B. Lower Spectral Resolution
Spectral subsampling is also performed on the HSI Pavia Centre to obtain a lower spectral resolution. The dataset is subsampled by 1:2 in the spectrum. The superpixel-based MLRLS and the block-based MLRLS are performed on the subsampled dataset. The estimated relative error is shown in
Table 7 and
Figure 13. This indicates that after spectral subsampling, the estimation errors of the two algorithms decrease compared to higher spectral resolution images. The estimated relative error of the superpixel-based MLRLS decreases by 0.14%–23.84% (except for that of the SD noise when SNR = 25dB,
), with an average decrease of 4.13%. The estimated relative error of the block-based MLRLS decreases by 0.43%–33.27%, with an average decrease of 8.14%.

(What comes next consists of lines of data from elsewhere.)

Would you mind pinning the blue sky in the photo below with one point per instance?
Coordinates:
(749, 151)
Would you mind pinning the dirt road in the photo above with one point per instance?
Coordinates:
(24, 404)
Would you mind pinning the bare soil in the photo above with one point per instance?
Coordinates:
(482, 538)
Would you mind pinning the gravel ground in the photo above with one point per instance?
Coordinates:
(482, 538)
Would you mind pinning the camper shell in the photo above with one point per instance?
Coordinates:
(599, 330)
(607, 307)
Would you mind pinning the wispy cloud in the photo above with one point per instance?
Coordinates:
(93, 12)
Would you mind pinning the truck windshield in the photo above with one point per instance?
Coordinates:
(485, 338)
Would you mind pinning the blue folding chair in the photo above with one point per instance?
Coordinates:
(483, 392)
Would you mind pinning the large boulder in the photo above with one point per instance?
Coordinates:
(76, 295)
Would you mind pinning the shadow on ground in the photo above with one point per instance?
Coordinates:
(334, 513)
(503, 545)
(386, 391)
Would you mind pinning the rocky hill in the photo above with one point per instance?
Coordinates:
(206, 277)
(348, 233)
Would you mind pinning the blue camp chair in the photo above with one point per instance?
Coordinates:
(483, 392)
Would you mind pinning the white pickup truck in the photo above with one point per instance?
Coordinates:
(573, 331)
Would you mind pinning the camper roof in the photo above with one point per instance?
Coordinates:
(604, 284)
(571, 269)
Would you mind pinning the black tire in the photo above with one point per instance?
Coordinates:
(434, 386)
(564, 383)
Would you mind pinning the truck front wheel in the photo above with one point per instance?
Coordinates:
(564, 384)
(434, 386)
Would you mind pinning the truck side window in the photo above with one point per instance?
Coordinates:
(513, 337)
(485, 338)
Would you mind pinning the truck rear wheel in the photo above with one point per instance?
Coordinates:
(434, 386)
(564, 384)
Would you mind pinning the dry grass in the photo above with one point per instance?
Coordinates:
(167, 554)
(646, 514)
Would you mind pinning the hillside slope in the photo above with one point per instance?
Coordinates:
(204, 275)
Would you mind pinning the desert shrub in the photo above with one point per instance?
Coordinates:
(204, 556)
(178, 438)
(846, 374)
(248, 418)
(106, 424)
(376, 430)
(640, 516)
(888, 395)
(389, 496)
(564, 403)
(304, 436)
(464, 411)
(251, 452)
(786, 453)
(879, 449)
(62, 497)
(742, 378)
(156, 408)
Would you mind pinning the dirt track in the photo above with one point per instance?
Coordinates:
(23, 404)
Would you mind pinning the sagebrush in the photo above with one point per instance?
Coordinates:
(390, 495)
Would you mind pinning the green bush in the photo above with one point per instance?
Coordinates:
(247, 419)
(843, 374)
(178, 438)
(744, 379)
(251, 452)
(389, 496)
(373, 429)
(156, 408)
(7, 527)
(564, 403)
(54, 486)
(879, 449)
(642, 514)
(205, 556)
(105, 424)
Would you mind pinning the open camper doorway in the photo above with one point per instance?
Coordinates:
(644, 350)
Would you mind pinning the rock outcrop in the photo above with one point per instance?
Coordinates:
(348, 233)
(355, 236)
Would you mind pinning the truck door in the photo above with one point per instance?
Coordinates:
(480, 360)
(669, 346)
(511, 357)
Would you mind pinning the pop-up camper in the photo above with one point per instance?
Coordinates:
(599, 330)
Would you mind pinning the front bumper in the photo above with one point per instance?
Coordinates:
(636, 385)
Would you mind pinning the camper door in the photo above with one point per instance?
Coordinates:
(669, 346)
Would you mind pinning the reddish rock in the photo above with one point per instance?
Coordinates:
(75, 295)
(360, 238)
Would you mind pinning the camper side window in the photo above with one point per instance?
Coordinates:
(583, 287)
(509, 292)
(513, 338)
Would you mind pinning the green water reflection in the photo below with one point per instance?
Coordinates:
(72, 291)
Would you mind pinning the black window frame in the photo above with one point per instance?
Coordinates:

Compared to the subsampling at a 1:4 spatial resolution, the subsampling at a 1:2 spectral resolution has a serious impact on the accuracy of noise estimation. This means that a high spectral correlation is necessary to ensure the accuracy of noise estimation, and a lower spectral resolution may lead to an unreliable result. The main reason for this is that the two algorithms are based on MLR, under the assumption of a high spectral correlation.
Although both the algorithms are sensitive to spectral resolution, the performance of the superpixel-based MLRLS is still better than that of the block-based MLRLS by 0.33%–13.39%.